Deep skid marks from hoof prints seems to suggest the llamas were reluctant to meet their grisly ends.
These children may have been offered up to placate the gods after a season of heavy flooding.
One of the prevailing theories for the "why" behind the Chimú's sacrifice is that they were an attempt to appease the purportedly angry weather gods.
Right around the time of the sacrifices, between 1400 and 14500, there was an El Niño event, which could've contributed severe rainfall and flooding in the area.
That flooding may have wreaked havoc on agriculture, causing the Chimú to starve and take drastic action.
Romey doesn't think El Niño was the only culprit behind the Chimú's drastic sacrifice.
"Most societal collapses come from being hit on all sides by a variety of forces," Romey said. "But it definitely played a big role, as El Nino events really mess with coastal Peru to this day."

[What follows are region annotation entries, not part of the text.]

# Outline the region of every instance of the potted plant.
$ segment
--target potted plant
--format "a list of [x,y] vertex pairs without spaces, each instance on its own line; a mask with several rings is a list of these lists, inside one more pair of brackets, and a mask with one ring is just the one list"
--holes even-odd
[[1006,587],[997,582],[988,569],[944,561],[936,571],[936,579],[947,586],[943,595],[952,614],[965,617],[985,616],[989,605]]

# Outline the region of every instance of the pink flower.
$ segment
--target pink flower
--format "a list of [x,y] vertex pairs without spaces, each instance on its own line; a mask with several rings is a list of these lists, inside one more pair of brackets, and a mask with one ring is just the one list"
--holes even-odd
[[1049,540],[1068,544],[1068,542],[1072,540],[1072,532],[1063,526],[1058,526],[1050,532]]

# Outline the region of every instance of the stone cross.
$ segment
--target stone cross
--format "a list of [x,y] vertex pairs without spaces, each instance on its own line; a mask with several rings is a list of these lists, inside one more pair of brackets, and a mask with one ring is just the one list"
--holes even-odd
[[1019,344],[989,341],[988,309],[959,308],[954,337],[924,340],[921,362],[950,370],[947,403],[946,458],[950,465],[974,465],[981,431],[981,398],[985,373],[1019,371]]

She pointed out that the Inca were also moving in on the Chimú at the time experts think the sacrifice took place; the takeover was complete about a decade later.

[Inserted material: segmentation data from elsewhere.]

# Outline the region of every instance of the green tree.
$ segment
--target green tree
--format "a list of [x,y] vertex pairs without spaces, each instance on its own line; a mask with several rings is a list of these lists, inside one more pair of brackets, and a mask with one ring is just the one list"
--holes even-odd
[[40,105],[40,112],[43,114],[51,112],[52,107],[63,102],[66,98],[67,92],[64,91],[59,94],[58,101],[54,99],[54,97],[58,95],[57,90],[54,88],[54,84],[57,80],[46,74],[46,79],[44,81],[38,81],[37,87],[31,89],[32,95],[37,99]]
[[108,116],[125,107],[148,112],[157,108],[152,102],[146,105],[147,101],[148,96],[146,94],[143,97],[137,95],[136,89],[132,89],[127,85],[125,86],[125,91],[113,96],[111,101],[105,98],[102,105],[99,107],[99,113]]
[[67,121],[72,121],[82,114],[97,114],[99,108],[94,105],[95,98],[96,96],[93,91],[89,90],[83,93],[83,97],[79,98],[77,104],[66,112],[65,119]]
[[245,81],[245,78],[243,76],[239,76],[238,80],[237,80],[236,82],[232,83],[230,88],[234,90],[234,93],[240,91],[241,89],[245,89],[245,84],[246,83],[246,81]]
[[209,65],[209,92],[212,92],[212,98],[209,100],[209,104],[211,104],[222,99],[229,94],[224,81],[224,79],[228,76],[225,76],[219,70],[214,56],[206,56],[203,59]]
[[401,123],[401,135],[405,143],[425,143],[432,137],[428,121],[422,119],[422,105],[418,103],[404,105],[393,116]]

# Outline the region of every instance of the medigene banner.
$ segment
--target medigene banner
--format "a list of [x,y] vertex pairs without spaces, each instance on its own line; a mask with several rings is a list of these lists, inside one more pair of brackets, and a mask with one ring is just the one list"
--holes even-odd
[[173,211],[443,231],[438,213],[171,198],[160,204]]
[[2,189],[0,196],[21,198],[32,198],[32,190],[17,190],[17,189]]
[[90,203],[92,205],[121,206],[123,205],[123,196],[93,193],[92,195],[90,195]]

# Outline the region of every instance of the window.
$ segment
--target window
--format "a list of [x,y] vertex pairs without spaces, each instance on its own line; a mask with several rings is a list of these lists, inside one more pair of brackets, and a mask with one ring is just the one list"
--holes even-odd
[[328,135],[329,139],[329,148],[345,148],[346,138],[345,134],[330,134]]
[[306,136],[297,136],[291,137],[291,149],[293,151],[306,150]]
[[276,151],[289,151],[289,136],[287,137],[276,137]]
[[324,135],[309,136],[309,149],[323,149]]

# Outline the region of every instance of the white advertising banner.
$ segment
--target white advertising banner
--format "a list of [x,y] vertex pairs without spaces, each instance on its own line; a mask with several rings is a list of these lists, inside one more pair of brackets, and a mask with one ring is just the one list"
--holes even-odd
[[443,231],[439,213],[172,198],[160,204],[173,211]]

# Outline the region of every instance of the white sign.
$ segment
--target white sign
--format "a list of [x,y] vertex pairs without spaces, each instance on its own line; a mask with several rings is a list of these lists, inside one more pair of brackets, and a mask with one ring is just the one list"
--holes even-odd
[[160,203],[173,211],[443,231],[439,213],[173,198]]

"So this was a time of high anxiety, when a once-powerful empire probably felt that things were spinning out of control environmentally, financially, and politically."
These children all appeared to be well cared for. They came from all over the empire.

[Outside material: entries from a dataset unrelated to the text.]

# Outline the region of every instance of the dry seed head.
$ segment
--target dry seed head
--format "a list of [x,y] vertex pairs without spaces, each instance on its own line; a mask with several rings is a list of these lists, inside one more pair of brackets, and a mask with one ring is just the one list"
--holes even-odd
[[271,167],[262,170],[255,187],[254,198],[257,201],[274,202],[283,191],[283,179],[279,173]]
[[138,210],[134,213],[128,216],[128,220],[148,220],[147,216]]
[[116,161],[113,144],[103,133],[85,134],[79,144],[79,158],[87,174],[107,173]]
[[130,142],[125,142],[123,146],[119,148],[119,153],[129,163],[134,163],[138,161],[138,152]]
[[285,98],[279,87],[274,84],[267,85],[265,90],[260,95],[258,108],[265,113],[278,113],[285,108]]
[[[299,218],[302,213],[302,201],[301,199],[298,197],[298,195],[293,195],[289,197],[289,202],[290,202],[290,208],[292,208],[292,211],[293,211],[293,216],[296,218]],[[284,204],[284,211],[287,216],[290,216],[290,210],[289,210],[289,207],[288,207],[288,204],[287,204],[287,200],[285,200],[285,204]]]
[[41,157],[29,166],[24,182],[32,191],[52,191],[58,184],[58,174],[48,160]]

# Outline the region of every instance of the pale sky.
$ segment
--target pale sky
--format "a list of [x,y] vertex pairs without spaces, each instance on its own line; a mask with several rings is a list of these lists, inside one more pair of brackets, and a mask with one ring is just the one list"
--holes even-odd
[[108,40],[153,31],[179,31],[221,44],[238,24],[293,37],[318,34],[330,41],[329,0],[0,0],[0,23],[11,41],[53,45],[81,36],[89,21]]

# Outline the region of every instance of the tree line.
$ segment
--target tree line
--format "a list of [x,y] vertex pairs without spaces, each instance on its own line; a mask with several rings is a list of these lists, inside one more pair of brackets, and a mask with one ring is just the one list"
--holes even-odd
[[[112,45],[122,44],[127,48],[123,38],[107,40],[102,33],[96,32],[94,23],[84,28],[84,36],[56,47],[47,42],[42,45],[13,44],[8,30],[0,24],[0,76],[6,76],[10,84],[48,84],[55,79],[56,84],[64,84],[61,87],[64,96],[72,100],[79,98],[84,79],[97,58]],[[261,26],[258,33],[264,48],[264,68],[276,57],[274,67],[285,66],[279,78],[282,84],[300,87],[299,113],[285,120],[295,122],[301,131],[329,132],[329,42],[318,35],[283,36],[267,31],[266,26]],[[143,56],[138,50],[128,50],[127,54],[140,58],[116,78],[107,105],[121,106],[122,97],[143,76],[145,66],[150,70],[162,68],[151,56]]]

It's not clear how the children were selected for this ritual.
But they were buried without any customary grave goods or adornments, and in odd positions – prone on their backs, or curled up – instead of in the typical sitting position.
Interestingly, Prieto found nine Chimú children buried nearby Pampa la Cruz that bucked the mould.
These children didn't bear the tell-tale sternum slash, and were buried with headdresses adorned with parrot feathers and carved wooden ornaments, National Geographic reported.
The second site provided new information about the Chimú's belief systems and trade networks, thanks to the newly uncovered burials with feathered robes, headdresses, and jewellery.
Huanchaco boasts an extensive archaeological legacy that will only grow in time.
All told, there were 137 children and 206 llamas uncovered at Las Llamas, and 132 children and 260 llamas found at Pampa la Cruz.
Romey said archaeologists are continuing to dig at Pampa la Cruz, and she wouldn't be surprised if they found more graves.
"This little surfing town, Huanchaco, is literally just beyond the walls of what was once one of the biggest and most powerful cities in the Americas," she said.
"Imagine if 500 years from now New York City was a ruin being dug by archaeologists. This would be like digging up Williamsburg and Long Island City."
National Geographic broke the story of the mass sacrifice earlier in 2018. With an exclusive in their February 2019 issue, they offer a deeper exploration into the forces that drove the Chimu to their violent ends.
Why were nine children buried with grave goods and head regalia and the rest not? What societal, or supernatural, forces selected these children in particular for a ritual sacrifice?
Each discovery in Huanchaco sheds a little more light on the 550-year-old mystery.
But all this is all about trying to get into the heads of a society that lived centuries ago and left no written records, Romey said.
So we'll never really know for sure.